GCET has been hanging fiber optic cables on utility poles across town and installing 300 access nodes that will bathe Greenfield in a Wi-Fi network. Instead of running fiber directly to homes and businesses from the poles — which has been the traditional “fiber to the premises” model — the access nodes will send a secure signal to special receivers on customers’ buildings.

Since the initial rollout on Hope Street, Kelley said, GCET has focused on powering about five nodes a day.

“If you do five a day, you’re getting a neighborhood — it’s a substantial area,” he said. “So we’re focused on that daily.”

Anyone interested in getting GCET for their home can call up and leave a $45 deposit. Those advance signups are all mapped, which allows the provider to see where demand for service is. Right now, Kelley said that demand fairly evenly scattered throughout town.

He said the Hope Street area started out with 11 advance signups and now has more than 50 customers.

“We’re very pleased. The community support we’re getting is phenomenal,” he said.

Kelley declined to say how many total customers have signed up for GCET, as that information could be valuable to competitors, but he said the organization has reached 74 percent of its goal for signups by this point. He said GCET has an “aggressive” goal of getting the entire town lit up by the end of the year.
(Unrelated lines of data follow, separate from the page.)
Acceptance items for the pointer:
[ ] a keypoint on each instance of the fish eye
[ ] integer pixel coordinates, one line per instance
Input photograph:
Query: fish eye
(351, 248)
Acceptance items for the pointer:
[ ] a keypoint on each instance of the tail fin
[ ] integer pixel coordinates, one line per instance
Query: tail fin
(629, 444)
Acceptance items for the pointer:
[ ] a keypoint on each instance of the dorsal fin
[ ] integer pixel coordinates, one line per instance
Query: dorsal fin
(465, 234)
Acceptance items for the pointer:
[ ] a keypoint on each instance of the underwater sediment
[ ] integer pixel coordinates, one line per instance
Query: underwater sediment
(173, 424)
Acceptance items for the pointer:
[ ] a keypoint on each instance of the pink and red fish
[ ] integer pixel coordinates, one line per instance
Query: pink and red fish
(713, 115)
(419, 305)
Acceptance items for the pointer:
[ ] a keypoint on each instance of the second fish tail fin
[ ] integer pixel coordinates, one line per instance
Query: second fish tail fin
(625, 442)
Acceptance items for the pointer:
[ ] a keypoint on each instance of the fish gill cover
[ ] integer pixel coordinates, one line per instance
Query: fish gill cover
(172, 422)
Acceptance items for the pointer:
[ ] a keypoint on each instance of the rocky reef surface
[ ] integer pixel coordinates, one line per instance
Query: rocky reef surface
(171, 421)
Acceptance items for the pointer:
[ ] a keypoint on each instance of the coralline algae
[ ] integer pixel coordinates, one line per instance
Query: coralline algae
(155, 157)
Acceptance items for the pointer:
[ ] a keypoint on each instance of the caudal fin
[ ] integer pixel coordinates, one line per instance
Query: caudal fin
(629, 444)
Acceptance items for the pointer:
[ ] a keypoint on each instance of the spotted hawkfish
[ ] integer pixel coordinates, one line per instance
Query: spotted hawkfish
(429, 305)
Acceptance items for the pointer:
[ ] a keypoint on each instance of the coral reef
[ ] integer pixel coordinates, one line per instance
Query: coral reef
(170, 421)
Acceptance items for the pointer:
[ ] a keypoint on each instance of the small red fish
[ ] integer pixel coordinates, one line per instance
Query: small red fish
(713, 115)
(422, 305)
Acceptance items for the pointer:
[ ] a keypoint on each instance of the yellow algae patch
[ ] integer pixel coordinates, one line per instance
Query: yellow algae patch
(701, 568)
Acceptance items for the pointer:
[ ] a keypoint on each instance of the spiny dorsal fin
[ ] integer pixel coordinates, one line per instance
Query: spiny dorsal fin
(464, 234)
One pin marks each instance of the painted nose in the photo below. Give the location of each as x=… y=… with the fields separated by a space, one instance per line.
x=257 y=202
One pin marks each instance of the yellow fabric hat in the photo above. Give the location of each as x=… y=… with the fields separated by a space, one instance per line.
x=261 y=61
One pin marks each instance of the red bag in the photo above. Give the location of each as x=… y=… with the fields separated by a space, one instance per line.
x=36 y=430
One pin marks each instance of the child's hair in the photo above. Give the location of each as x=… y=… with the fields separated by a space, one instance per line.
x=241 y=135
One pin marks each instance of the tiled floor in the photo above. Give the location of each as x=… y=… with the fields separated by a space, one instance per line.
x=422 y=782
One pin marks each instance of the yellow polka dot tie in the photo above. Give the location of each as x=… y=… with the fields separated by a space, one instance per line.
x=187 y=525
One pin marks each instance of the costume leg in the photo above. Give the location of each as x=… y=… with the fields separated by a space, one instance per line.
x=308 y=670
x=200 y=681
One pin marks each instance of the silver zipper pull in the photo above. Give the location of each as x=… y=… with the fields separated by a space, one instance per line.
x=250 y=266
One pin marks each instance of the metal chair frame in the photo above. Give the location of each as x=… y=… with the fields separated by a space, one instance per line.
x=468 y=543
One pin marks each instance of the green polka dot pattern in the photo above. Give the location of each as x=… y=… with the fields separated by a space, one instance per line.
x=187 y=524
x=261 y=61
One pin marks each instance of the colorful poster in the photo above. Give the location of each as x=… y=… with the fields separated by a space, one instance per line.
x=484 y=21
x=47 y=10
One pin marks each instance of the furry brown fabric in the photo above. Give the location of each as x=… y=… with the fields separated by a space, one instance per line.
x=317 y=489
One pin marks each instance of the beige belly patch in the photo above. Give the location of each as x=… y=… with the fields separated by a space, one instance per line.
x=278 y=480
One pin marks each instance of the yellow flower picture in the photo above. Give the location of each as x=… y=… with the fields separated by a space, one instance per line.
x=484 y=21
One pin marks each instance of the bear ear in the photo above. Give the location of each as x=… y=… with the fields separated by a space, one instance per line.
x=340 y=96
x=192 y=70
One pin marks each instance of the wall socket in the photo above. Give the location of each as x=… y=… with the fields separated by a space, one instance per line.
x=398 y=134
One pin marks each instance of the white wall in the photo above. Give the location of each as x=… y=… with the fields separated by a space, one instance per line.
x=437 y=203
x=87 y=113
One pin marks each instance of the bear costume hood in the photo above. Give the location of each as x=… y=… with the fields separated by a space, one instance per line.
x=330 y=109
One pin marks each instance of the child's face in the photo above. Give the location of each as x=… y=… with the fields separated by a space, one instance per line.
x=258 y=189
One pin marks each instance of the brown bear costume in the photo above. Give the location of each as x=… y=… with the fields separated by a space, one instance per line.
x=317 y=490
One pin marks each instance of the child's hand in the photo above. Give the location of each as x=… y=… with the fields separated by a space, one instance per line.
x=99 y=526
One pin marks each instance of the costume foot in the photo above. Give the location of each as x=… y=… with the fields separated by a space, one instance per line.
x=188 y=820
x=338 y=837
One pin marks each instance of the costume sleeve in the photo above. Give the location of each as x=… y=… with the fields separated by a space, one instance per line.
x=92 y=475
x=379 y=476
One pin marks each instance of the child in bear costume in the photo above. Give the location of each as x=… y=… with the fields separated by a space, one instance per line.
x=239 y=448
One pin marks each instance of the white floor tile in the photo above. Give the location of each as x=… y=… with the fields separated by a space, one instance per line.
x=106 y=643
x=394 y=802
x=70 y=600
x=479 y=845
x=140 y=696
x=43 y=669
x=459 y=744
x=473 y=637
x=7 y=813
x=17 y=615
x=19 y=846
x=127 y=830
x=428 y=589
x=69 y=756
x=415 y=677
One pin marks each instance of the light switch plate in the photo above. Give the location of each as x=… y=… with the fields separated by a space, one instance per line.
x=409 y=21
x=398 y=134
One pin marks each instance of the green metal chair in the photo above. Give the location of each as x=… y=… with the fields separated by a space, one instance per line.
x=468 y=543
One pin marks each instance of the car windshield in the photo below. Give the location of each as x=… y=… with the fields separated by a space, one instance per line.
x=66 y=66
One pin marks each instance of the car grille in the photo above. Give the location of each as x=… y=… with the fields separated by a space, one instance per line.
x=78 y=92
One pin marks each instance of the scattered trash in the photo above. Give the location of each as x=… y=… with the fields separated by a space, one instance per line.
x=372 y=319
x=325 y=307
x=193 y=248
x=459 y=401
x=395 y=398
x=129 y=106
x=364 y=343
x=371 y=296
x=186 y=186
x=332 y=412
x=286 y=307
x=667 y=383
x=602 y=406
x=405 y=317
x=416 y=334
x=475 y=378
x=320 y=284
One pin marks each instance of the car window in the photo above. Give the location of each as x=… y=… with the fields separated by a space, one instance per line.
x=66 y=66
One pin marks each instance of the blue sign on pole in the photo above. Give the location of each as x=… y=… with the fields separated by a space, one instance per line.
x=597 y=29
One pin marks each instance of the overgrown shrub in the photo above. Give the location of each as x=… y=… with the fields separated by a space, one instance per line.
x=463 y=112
Next week, an interactive map will be available on GCET’s website that shows access nodes throughout town, homes that are lit up, wireless coverage area and more.

GCET’s main point of presence is housed in Town Hall, and the provider is in the midst of building two other “brain centers” — one near Turners Falls Road, and another at the High School — forming a triangle.

Once complete, those points will open up the northern part of Greenfield. But Kelley said that is GCET’s second priority right now.

“We still have the northern part of the city to get to, but as a not-for-profit you can appreciate that we have to bring customers on to feed the operating expenses, so we’re concentrating right now on the build-out of the core network,” he said.

Kelley said GCET is also being used as a case study by two of its vendors — Carousel Industries and Ruckus Wireless.

“This is a whole new way of delivering gigabit speeds to the homes and businesses,” he said. “The traditional fiber to the home model, it’s a good one, but ours is different because over 50 percent of all traffic on the internet is mobile, so sitting in the home, not too many people do that anymore, so we had to do a combination of mobile and fixed. That’s never been done on a carrier grade before.”